How will a high capacity well affect fishing streams?
What drew my attention to the high capacity wells is my passion for fishing. Anything that draws water from aquifers certainly must be connected to the water levels of my favorite lakes and streams. When researching, I was alarmed to see very little statistics about the environmental impacts of these wells. Some research has been conducted, but the documentation is scarce. Since Wisconsin prides itself on the tourism drawn from fishing, I was surprised to not see more research being done into the impacts of these wells on the water table. Should these wells directly affect water tables, they would no doubt also directly affect fishing across the state, especially in central Wisconsin.
WI Approves High Capacity Well in Adams County
Recently, Wisconsin has approved a high capacity well in Adams County, not far from many of the streams that I love to fish. This well will soon pump millions of gallons of water from the area every year. While researching, I was shocked to learn that areas near lakes and streams are usually chosen for these wells because they offer opportunities for induced infiltration. Basically, when the aquifer is tapped to a very low point, nearby lakes and streams actually begin flowing back into the aquifer to bring balance back to the water level. This occurs underground, right below the feet of lake residents getting ready to head out on the pontoon boat.
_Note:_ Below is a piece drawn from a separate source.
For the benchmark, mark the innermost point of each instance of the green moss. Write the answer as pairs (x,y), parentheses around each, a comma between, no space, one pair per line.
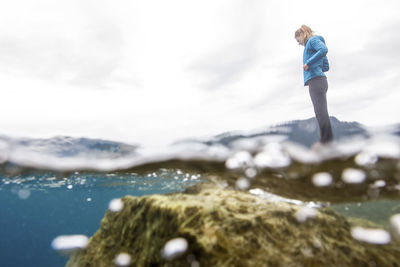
(227,228)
As the lake and stream water flows back to the aquifer, it is pumped up into the well. Essentially, the lake is being drained from beneath. Imagine the stir that would be created if a person set up a machine on his beach in plain sight that pumped 70 gallons of water per minute from a lake. Residents would be alarmed and there would be an outcry as the water levels dropped, especially if the area was going through a drought. The only difference with induced infiltration is that it does not occur in plain sight.
Conservation Issues from High Capacity Wells
As a sportsman, it is my firm belief that residents have a responsibility to protect our resources from danger… manmade or natural. More research needs to be conducted into high capacity wells and the precious water that they are taking from aquifers. Our lakes and streams are our treasures, and if they are in fact being attacked from under our feet, then there is a substantial obligation to pull the monster from the pipes, and put him into the spotlight.
“High Capacity Well Information.” Wisconsin Department of Natural Resources, 12 June 2014. Web. 20 Sept. 2014.